As a documentary artist, my work explores the critical, technological, and ideological structures that surround the production and consumption of documentary images. Documentary photography involves more than the representation of an external reality: it’s a speculative process that approaches reality and truth as plural, malleable notions open to articulation in different ways. Like the external world that it claims to represent, the documentary image is inherently unstable, dependent on context and on customary languages of realism. For the past ten years I have been producing works that draw on contemporary and historical debates, merging fact, fiction and imagination to reflect on the ways that the real is defined and represented. It treats documentary as a hybrid practice involving not just images, but objects, performance, texts, found-footage and sculptural interventions that investigate the complex nature of perception. Collaboration is essential to my practice, creating a space for the exchange of ideas between myself and the people I work with, and for critical examination of my own position as an artist, often resulting in theatrical documentary photographs.

As a result of a six-year practice based PhD in the arts at the School of Arts KASK University College Ghent (2015-2021) I co-founded The School of Speculative Documentary together with Thomas Bellinck, Michiel De Cleene, An van Dienderen, Rosine Mbakam.

A Manifesto: An Invitation from The School of Speculative Documentary


THE SCHOOL OF SPECULATIVE DOCUMENTARY

Guest editors at FOMU Trigger, 2020:
The School of Speculative Documentary are currently guest editors for this years' FOMU Trigger, which will focus on the theme 'Uncertainty'.
What if we allow speculation, messiness and befoggedness to set the conditions for documentary gestures and practices?
Contemporary documentary practice has a crucial role to play within art, mainstream media and activism. It constitutes less a genre, and more ‘a critical method’ in its own right. How can we rethink the documentary attitude conceptually, formally and methodologically? Uncertainty has become documentary’s given. What if this unfinished business of the documentary, creates even more possibilities for speculation and imagination? How can we make decentralized, deformatted and polycentric documentaries, even if we assume that we will never fully succeed?
Trigger #2: 'Uncertainty' aims to explore the potentials, the problems and paradoxes of an openly speculative documentary.
Its printed magazine will be launched during Paris Photo in November 2020. In addition, the contributions will all be published in time on this platform. Trigger is a platform both online and in print dedicated to research, reflection and debate on all things photographic.

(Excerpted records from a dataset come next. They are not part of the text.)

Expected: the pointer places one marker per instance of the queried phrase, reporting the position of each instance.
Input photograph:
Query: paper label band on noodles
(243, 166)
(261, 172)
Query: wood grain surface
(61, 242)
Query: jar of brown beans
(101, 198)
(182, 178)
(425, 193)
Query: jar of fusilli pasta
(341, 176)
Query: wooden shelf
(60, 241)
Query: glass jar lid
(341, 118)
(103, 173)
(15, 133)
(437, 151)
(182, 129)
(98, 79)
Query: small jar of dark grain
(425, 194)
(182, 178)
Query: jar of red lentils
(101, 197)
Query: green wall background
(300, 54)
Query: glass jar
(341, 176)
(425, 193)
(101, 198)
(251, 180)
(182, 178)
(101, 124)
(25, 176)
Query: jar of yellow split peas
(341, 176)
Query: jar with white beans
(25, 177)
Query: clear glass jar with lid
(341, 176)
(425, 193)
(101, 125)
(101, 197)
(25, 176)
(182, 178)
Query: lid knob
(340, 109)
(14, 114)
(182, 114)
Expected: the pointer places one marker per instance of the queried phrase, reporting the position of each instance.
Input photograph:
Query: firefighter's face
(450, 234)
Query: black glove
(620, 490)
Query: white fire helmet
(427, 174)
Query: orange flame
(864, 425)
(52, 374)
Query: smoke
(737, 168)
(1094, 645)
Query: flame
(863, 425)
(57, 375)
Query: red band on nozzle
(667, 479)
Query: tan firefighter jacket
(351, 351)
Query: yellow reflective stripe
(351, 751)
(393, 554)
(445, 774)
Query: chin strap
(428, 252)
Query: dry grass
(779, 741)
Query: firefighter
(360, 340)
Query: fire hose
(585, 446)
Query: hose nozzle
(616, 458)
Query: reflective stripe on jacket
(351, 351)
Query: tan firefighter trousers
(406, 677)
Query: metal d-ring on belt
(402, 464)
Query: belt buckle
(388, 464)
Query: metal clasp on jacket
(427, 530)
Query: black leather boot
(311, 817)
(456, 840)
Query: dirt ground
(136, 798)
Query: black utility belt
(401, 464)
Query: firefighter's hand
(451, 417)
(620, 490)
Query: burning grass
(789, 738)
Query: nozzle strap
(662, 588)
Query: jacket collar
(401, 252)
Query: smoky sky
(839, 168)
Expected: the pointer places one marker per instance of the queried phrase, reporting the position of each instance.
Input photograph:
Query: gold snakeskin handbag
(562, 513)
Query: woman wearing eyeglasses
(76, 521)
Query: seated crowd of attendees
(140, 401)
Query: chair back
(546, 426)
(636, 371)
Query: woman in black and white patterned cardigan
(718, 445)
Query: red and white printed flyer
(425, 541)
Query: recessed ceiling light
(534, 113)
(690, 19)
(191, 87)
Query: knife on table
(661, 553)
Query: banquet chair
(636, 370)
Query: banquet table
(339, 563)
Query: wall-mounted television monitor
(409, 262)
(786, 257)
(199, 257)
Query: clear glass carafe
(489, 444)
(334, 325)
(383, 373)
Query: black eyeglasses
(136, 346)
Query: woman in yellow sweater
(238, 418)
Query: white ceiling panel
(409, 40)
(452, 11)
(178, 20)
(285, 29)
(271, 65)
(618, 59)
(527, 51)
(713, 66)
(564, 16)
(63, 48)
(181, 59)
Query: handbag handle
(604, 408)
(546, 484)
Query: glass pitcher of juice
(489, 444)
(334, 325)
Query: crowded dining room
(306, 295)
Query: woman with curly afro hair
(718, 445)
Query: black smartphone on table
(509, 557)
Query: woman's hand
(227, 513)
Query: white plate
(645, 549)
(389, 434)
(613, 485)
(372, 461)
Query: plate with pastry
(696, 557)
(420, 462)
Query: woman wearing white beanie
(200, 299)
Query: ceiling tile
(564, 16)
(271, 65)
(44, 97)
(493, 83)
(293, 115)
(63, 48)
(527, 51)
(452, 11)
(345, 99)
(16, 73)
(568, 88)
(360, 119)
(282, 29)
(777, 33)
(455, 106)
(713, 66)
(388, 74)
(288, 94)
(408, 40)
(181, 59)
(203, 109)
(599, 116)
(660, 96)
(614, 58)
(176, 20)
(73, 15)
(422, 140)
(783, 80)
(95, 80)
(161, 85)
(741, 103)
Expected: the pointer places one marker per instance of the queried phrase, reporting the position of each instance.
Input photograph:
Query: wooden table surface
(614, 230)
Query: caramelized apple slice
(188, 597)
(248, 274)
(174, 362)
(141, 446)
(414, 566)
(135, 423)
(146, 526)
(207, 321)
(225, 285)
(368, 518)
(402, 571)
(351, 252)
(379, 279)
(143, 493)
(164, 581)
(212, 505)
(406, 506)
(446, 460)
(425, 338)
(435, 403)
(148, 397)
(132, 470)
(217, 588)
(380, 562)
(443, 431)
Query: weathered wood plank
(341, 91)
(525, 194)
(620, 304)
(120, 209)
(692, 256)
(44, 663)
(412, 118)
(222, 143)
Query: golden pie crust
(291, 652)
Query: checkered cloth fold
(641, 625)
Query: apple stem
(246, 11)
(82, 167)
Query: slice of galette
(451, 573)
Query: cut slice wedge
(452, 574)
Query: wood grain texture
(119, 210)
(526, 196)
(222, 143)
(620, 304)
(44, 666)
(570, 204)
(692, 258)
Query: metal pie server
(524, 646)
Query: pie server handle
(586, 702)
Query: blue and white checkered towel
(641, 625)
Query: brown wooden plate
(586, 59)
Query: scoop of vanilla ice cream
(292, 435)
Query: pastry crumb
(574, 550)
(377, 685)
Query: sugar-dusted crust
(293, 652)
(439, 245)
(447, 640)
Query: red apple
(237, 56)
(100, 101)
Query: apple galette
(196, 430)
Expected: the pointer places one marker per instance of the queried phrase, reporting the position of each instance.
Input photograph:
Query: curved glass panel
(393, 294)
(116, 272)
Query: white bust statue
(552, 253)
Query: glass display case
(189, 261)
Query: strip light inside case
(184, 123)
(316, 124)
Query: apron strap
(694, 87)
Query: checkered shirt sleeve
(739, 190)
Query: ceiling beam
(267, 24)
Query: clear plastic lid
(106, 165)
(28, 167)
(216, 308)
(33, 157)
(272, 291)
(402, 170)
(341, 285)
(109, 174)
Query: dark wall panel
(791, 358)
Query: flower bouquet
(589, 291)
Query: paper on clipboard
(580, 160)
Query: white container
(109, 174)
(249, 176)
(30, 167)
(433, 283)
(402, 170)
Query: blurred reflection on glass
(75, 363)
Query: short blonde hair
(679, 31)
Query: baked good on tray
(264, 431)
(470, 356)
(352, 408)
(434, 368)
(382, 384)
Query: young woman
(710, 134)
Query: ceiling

Kaaitheater symposium in Brussels, 2019:
On 25 February 2019, The School of Speculative Documentary organized an all-day symposium at Kaaitheater in Brussels, with An van Dienderen, Max Pinckers, Michiel De Cleene, Thomas Bellinck, e.a. During the symposium several questions were raised. How can we rethink the documentary gesture conceptually, formally and methodologically, exposing it to continuous uncertainty, contamination and contestation? How can we draw inspiration from the paradox that any attempt to document a reality, causes it to mutate and evaporate? How can we cut across the traditional boundaries that pigeonhole the documentary into rigid genres? What strategies can we develop to subvert market-driven formats? How can we critically question the power-structures inherent in documentary making? How do we undermine the documentary's authoritative claim to knowledge and truth? How do documentarists deal with their own blind spots and positions of power? How can we shoulder responsibility for the selection mechanisms that define what can and should be perceived, seen, heard, said, thought, made or done?
Between 2015 and 2021 Max Pinckers was affiliated as a researcher to KASK & Conservatorium, the school of arts of HOGENT and howest, financed by the HOGENT Arts Research Fund.

The School of Speculative Documentary is an initiative by Thomas Bellinck, Michiel De Cleene, An van Dienderen, Rosine Mbakam and Max Pinckers. It’s a cross-disciplinary meeting place dedicated to critically questioning the documentary gesture. The artists associated with the School of Speculative Documentary openly embrace uncertainty, messiness and conjecture in their engagement with and creation of multiple and mutable realities.